Thursday, February 24, 2011

Throughout the time that I'm writing this, I have to remind myself to: 1) look away thoughtfully from the screen and prevent my eyes from closing (thoughtfully, so I appear to be pondering upon something and my mom doesn't complain that the UV rays from the laptop are biting away at my eyeballs), and 2) don't get distracted by Modern Family.

..obviously the latter isn't going to work so I'm going to just concentrate on the first.

Reason for that is because I've been feeling so fatigued lately. I wake up and I don't feel refreshed; 30 mins later I'm singing out loud in the car with Apek, desperately trying to keep myself awake; and then by the time I reach class, I feel like dying. I get exhausted so easily. I just slept for two hours in the afternoon and I'm feeling sleepy right now already. I don't know if it's stress or pressure or both stress AND pressure and the fact that I feel somehow so discouraged this sem it takes so much effort to just pick myself and get through the day.

I guess I partially know the cause of this weariness but.. I'll just leave myself guessing so I would be a tad bit less miserable.

Other than that, it's only been a little less than a week since my sister left and it feels terrible. Well, it usually does each time she leaves. Because for me, it just means getting adjusted back to the quietness at home and by quietness, I mean not having some crazy Asian 30-somethings pester me all day to watch Modern Family and some other old Korean movie that I still have not finished watching. (But she doesn't need to know that) I think one of my somewhat 'happier' days this week was when she called back yesterday and made me play L4D2 with her and my brother.
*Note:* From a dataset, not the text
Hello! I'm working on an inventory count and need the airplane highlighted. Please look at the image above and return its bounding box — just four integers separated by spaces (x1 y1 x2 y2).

The only hiccup was my laggy internet but that didn't matter much. Sister + zombies = good times. Plus it's nice having a sister stay up with you, chatting way into the night about anything arbitrary.

So yes, I do miss her a lot. What's new.

What else that's been happening:
- Being thrown into a spiral of workload. For our lates group assignment, we've been given 6 days to do it. Six-flipping-days.
- Haven't had enough time even for myself. The few times that I do, I am usually too tired to do anything.
- Having my mind clouded with thoughts I wish I could block out and just flush down the toilet bowl.
- Been getting frustrated easily. Internally, of course. Nobody wants to look at a grouchy grandma.

I know this post sounds so glum but, it's just how I've been feeling.

And maybe that's just it. I've not been feeling happy.